L’Imam Tareq Oubrou, s’est fait l’écho « d’une  actualité chargée d’émotion », demandant : « Où est le bon sens qui caractérise l’être humain ?Les religions ont cette capacité, sauf la clientèle communautariste… La laïcité revêt deux formes, celle de l’État qui s’est émancipé des religions et qui garantit l’ordre public et celle de la société, plus désordonnée... Les religions sont nécessaires pour les valeurs qu’elles incarnent et pour leur contribution à la paix civile… Le musulman doit respecter le droit français, la problématique s’installe lorsqu’il y a confusion entre population musulmane et religion… » Haïm Korsia a cité pour sa part le peintre Georges Braque lorsqu’il disait : « J’aime la règle qui corrige l’émotion, j’aime l’émotion qui corrige la règle ». Serge Coen a conclu avec brio.

Plus de 400 personnes au total ont rempli les gradins de l’amphithéâtre Callelongue.

Tous attendaient avec une certaine impatience les interventions d’Yves Moraine, Maire des 6ème et 8ème arr. et de Patrick Mennucci, Député-maire du 1er secteur de Marseille. À la tribune et à leur côté sont intervenus Michèle Teboul, Présidente du CRIF Marseille Provence, et Isidore Aragones, Past-Président et modérateur.

Yves Moraine a rappelé les grands principes du thème et a ajouté : « La laïcité est l’extension du Siècle des Lumières…dans le cas de Marseille, qui n’est pas une ville comme les autres,  la laïcité, dans la plus vieille ville de France, mosaïque de cultures différentes, ne peut pas être la même… »

Patrick Mennucci s’est inscrit dans « Marseille Espérance », création du Maire Robert-Pierre Vigouroux. Il a poursuivi : « Je ne confonds pas le CRIF et le Consistoire, le financement d’une Mosquée ou celui d’une association musulmane, celui d’une synagogue ou d’une rencontre de foot du Bné Akiva. Il y a une place pour le culte et une autre pour la culture, je développerai si je suis élu Maire de Marseille les liens économiques entre Israël et la cité phocéenne ».

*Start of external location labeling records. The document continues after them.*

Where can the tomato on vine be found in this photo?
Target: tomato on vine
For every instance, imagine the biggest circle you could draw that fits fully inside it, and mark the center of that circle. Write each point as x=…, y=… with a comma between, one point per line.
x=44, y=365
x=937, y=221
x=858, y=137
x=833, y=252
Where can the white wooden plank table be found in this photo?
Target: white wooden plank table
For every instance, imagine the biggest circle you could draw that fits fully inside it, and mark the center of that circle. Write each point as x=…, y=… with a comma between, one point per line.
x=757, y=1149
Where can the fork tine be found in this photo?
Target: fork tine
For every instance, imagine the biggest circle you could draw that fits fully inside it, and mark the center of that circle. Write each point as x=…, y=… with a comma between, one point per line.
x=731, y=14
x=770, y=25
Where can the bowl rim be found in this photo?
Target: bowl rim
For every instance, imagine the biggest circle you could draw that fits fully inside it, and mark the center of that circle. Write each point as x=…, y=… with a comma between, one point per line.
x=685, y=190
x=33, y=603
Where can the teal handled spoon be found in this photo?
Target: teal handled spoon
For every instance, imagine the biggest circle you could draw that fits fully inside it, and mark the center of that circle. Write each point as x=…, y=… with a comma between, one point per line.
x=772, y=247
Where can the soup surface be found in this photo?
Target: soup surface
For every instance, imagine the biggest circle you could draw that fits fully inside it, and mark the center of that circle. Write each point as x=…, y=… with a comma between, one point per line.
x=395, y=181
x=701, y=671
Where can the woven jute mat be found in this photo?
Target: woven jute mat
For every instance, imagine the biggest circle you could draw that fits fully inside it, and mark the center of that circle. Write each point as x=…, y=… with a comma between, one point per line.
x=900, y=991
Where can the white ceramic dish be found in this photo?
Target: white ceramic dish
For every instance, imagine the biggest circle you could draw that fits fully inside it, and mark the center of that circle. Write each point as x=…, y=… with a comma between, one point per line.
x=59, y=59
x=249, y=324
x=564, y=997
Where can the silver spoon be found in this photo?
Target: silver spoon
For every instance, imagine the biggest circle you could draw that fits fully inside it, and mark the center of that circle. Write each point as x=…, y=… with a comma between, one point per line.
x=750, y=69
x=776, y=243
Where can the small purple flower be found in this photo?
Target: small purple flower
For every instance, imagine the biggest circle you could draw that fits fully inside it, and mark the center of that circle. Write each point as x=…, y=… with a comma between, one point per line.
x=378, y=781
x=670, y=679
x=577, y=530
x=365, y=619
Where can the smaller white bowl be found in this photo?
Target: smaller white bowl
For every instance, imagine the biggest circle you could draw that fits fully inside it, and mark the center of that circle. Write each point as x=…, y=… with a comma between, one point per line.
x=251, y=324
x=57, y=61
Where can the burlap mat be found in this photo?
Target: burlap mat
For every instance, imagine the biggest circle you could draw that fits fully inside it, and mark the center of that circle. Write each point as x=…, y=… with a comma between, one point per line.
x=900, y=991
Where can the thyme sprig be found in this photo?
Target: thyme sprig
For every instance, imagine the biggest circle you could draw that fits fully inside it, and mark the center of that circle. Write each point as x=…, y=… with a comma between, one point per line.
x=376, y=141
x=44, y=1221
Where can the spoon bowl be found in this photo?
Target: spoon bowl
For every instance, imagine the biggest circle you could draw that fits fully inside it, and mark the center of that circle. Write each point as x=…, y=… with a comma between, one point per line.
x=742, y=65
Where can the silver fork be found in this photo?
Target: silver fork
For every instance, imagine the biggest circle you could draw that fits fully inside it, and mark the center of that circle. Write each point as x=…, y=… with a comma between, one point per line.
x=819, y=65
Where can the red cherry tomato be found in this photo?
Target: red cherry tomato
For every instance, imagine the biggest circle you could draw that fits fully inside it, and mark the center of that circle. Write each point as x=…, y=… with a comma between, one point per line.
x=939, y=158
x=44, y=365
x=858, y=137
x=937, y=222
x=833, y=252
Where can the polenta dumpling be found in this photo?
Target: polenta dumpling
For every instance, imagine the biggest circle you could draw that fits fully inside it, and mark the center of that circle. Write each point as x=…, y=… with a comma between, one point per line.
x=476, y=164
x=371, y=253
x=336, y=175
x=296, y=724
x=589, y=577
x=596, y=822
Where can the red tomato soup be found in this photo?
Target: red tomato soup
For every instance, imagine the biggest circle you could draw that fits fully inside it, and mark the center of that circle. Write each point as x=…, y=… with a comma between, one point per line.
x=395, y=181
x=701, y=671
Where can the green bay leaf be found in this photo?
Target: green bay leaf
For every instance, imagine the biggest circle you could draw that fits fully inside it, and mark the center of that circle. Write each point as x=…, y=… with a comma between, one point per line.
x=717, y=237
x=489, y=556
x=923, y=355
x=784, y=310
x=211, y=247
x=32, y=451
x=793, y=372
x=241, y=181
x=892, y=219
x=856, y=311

À la question de Michèle Teboul sur la disparition inéluctable des associations juives pour cause de laïcité trop dogmatique, Yves Moraine a expliqué que les subventions allouées par la Mairie ont augmenté. William Labi, Président du Directoire du Consistoire a demandé à Patrick Mennucci d’être l’écho de l’inquiétude et du malaise de la communauté juive de Marseille, sur les questions de l’abattage rituel et de la circoncision, remises en cause à l’échelon européen.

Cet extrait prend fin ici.